Mike's Camera: A streamlined mobile shopping experience

Project Overview

Customers want the ability to shop via their phones, but the Mike’s Camera website is hard to navigate on mobile devices. This project aimed to design an engaging mobile eCommerce app that gives Mike’s Camera customers an easy-to-navigate and enjoyable mobile shopping experience.

Design Process

2 week sprint | Individual project

I used an agile approach with 4 phases including: Discover, Define, Develop, Deliver.

Design Toolkit

Discover

Research activities during the discover phase included performing a 1) competitor analysis, and 2) user interview with a local Colorado photographer.

Competitor Analysis

The aim of the competitor analysis was to identify any key features present in competitor mobile apps and websites that contributed to a strong shopping experience.

User Interview

After familiarizing myself with the competitors, I shifted towards developing a deeper understanding of users. I conducted an interview with Jonathan who matched the business’s target customer.

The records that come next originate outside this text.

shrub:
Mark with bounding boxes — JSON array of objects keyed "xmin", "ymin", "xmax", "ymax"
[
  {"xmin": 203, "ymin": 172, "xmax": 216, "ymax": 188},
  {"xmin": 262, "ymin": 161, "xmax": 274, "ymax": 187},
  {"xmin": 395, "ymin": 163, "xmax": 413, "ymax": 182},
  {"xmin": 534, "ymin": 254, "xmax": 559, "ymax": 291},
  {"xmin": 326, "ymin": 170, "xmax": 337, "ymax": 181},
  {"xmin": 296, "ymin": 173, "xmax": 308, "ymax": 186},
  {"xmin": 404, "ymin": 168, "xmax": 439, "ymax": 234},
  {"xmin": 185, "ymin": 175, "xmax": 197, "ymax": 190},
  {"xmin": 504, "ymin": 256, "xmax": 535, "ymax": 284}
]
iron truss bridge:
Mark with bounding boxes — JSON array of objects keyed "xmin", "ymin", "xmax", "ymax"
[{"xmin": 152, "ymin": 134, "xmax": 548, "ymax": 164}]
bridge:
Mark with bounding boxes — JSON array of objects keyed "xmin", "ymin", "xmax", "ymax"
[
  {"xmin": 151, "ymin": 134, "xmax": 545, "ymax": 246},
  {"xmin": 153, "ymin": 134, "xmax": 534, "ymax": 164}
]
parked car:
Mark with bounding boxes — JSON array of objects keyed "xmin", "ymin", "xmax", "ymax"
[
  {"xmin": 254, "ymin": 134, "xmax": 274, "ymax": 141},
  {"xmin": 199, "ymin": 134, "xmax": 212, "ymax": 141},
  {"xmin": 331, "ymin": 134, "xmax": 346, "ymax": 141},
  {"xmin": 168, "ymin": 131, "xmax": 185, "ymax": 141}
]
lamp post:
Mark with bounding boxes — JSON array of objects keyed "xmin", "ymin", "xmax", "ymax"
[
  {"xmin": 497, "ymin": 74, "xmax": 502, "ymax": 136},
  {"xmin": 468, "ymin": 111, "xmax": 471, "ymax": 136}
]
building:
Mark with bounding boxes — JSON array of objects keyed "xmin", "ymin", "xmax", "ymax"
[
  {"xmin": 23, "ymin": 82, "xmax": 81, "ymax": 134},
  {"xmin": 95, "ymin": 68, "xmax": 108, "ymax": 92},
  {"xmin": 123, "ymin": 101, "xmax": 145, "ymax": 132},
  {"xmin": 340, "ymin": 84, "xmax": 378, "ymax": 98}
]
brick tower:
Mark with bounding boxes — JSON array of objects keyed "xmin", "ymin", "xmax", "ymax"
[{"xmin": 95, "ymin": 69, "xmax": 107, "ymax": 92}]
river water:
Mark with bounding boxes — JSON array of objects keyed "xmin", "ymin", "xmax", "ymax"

Jonathan is a busy wedding and events photographer who likes the idea of shopping local, but usually does a majority of his camera gear shopping on the B&H Photo mobile app due to the easy on-the-go access that fits his lifestyle.

During the interview, I led discussion topics covering the when, where, why, what, and how of his photography gear shopping habits.

Define

Insights from Research

Mobile = accessible for users

Photographers tend to be on the go. Having a mobile shopping experience makes shopping for photography gear significantly more accessible for this user demographic.

Intuitive categories + robust filters are key

Camera gear includes a wide range of products. Within subcategories, products have differentiating features that customers use to filter for what they want to find. Intuitive categories and robust filters empower users to easily find products.

Not all customer reviews are created equal

Users place more trust in customer reviews written by professionals and serious enthusiasts compared to reviews written by more inexperienced consumers.

Wishlists are a crucial step in the user journey

The high price of photography gear means that buying new gear is typically a big financial undertaking for users. Thus, users like to create shopping wishlists that include photography gear they're currently researching, but aren't yet ready to buy.

The Problem

Busy photographers rarely have enough time to shop at Mike's camera store in person with the demands of their photography businesses. They find it difficult to navigate the Mike's Camera store website from their phone so they end up shopping at other retailers who provide an intuitive mobile-centric shopping experience.

The Challenge

Design an engaging mobile eCommerce app that gives Mike’s Camera Shop customers the ability to shop for camera gear easily from their mobile device.

Develop

Product Categories

Since product categories played an important role in delivering an intuitive shopping experience, my first task was to flush out product categories that made sense from the user's perspective. I enlisted several users for a card sorting exercise to observe how they organized products sold by Mike's Camera.

I took the product categories generated during the card sorting exercise and mapped out a formalized product hierarchy to incorporate into the app design.

User Flow

I then created a user flow walking through the happy path for a shopper purchasing a product via the mobile shopping experience.

The user flow is split up into three channels that outline the a) current screen, b) what the user sees on that screen, and c) user action for each step of the process.

Wireframes

After developing the user flow, the next step was to create wireframes that illustrated the basic flow. From the requirements generated during user research, I had validated that users needed to easily navigate through the category options as well as save products to their own wishlist.

Deliver

High-Fidelity Design

Intuitive product categories

A clear product hierarchy and intuitive categories allow users to quickly drill down to view products.

Convenient shopping wishlists

Products can be added to a wishlist easily via the product page. A dedicated wishlists tab makes it quick to access wishlists from anywhere in the app.

Differentiating Customer Reviews

When reading product reviews, users valued knowing the experience level of the customers who wrote the reviews. During user testing, users noted they were spending a lot of time reading through customer reviews to find ones written by experts.

To help users find expert reviews more quickly, the final design iteration prompts reviewers to indicated themselves as Beginner, Enthusiast, or Pro when submitting their product review. This information is then prominently displayed under the title of each customer review.

Full-Fidelity Prototype

To bring the design to life, I built a prototype using InVision which included UI animations created in InVision Studio. A portion of the prototype is shown below.

Takeaways

This project taught me some of the fundamental aspects of designing for the user. It was exciting to see how the final design outcomes were driven by insights from user research and feedback from user testing. This process gave me the opportunity to understand how relevant users are to every aspect of the design process.